- Born: March 10, 1956 (age 70) Seoul, South Korea
- Education: Seoul National University
- Known for: Artificial Photosynthesis, Zeolite, Crystal Organization
- Awards: Taikyue Ree Academic Award, Korean Chemical Society (2007) Academic Award, National Academy of Science (2008) Korea Science Award (2009)
- Scientific career
- Fields: Artificial Photosynthesis, Zeolite, Crystal Organization
- Workplaces: Department of Chemistry, Sogang University, Seoul, South Korea Korea Center for Artificial Photosynthesis
- Doctoral advisor: Professor Jay K. Kochi

= Yoon Kyung-byung =

South Korean chemist (born 1956)

Yoon Kyung-byung (born March 10, 1956) is a South Korean chemist.

==Education==
Yoon received his B.S. in chemistry from Seoul National University in 1979 and his M.S. in chemistry from the Korea Advanced Institute of Science and Technology (KAIST), Seoul in 1981. From 1981 to 1984 he was employed by Chon Engineering in Seoul. There he gained experience in catalyst design and the engineering of chemical process plants. In 1989, he earned his Ph.D. degree in inorganic chemistry from the University of Houston, Texas, where his research advisor was Professor Jay K. Kochi.

==Work==
Yoon has been an assistant, associate (1993) and full professor (1998) at Sogang University in Seoul from 1989 to the present. He has been leading the Korea Center for Artificial Photosynthesis, Sogang University since 2009.

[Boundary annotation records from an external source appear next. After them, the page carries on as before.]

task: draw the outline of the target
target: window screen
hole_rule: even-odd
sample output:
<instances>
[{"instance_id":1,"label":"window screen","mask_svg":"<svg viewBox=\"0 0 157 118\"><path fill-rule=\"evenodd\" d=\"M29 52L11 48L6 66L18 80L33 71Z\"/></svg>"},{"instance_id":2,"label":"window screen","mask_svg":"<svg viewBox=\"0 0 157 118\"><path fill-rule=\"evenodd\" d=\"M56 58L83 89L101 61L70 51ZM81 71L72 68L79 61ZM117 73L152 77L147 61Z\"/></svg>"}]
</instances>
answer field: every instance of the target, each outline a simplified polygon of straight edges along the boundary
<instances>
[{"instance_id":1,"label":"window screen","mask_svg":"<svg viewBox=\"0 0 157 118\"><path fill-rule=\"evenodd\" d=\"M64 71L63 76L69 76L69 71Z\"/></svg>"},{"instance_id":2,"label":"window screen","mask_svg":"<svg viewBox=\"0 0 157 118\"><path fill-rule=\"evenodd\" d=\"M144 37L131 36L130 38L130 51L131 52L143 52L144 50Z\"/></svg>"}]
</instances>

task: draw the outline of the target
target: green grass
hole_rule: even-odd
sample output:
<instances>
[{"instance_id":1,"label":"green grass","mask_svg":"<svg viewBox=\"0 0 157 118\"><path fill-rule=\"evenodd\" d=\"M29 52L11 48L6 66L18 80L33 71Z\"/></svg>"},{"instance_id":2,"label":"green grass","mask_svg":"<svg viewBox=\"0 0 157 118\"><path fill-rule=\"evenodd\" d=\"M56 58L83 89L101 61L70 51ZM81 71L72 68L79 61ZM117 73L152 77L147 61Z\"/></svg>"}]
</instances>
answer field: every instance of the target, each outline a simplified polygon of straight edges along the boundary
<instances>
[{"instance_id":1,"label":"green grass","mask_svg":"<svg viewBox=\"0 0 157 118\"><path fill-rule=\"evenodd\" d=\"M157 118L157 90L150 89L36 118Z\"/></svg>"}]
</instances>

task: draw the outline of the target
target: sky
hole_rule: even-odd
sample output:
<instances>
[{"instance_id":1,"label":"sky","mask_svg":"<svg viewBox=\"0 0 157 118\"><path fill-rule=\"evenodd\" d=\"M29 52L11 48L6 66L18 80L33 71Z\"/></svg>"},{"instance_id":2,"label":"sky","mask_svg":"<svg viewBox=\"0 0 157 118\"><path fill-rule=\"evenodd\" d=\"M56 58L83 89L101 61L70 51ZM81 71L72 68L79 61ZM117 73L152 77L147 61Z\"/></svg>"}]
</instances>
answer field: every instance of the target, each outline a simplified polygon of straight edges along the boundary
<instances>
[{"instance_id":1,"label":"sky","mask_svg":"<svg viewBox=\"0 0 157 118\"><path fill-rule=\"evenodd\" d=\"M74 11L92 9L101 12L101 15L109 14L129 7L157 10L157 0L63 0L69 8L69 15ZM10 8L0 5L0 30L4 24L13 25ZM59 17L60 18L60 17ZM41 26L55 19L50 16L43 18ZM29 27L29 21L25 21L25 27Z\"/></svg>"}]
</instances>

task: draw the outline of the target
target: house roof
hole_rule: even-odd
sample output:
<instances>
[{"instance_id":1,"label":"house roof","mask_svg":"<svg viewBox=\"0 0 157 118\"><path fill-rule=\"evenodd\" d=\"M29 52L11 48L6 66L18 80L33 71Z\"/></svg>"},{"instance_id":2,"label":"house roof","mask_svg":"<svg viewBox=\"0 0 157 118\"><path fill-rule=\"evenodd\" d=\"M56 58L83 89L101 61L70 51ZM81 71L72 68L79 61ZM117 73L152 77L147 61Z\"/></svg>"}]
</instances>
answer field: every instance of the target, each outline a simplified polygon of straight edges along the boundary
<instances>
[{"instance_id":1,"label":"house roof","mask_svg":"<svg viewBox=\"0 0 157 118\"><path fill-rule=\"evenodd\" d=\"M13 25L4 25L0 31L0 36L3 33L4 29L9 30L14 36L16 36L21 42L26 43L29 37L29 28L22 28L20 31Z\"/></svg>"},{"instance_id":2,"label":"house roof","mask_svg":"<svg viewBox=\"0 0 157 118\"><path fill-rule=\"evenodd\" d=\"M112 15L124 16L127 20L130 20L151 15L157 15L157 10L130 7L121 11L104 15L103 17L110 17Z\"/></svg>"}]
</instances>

He is the chairman of Scientific Affairs of FACS and also serves as a councilor of the International Zeolite Association and the Asian-Oceanian Photochemistry Association.

Yoon also serves on editorial board for a number of journals including Reviews in Inorganic Chemistry, Advanced Porous Materials and Frontiers in Green and Environmental Chemistry.

==Awards==
- 2007 Taikyue Ree Academic Award, Korean Chemical Society
- 2008 Academic Award, National Academy of Science
- 2009 Korea Science Award

==Technical reports and conference/event proceedings==
In the early stage of his study, Yoon contributed to the field of charge transfer complexes formation and charge transfer phenomenon in the nanopores of zeolite. Since 2000, he has shown that a new functional material can be produced through 2D and 3D arrays of silica nanobeads and zeolite microcrystals by using them as nanometer and micrometer scale building blocks. This finding not only shows that nano- and micro-sized particles can be included as a new class of building blocks but also means that organization of zeolite microcrystals has been settled down as a field of study in the future of material chemistry(Acc. Chem. Res. 2007, 40, 29–40).

He also showed diversity in the field of organization of microparticles, indicating that in the case of microcrystals synthesis, they are synthesized and self-assembled, similar to the 2D and 3D aligned supercrystals made up of atoms and molecules. Furthermore, he raised awareness about the importance of organization of micro particles by showing that microcrystals can be synthesized and any axes of microcrystals can be oriented in a certain direction (Science, 2003, 301, 818–821).

Yoon developed an innovative method named "Forced Manual Assembly" which significantly contributed to a very simple, time saving, and highly precise organization of nano and microparticles into monolayers on flat substrates (Angew. Chem. Int. Ed. 2007, 46, 3087–3090. J. Am. Chem. Soc. 2009, 131, 14228–14230).

Besides, he developed a new method to prepare zeolite separation membrane which can perfectly separate para-xylenes with a purity of 99.99 percent or higher from a small molecule mixture of ortho- and para-xylenes (Science, 2011, 334, 1533–1538).

Since the opening of the Korea Center for Artificial Photosynthesis (KCAP) at Sogang University in 2009, he has been working to develop this field.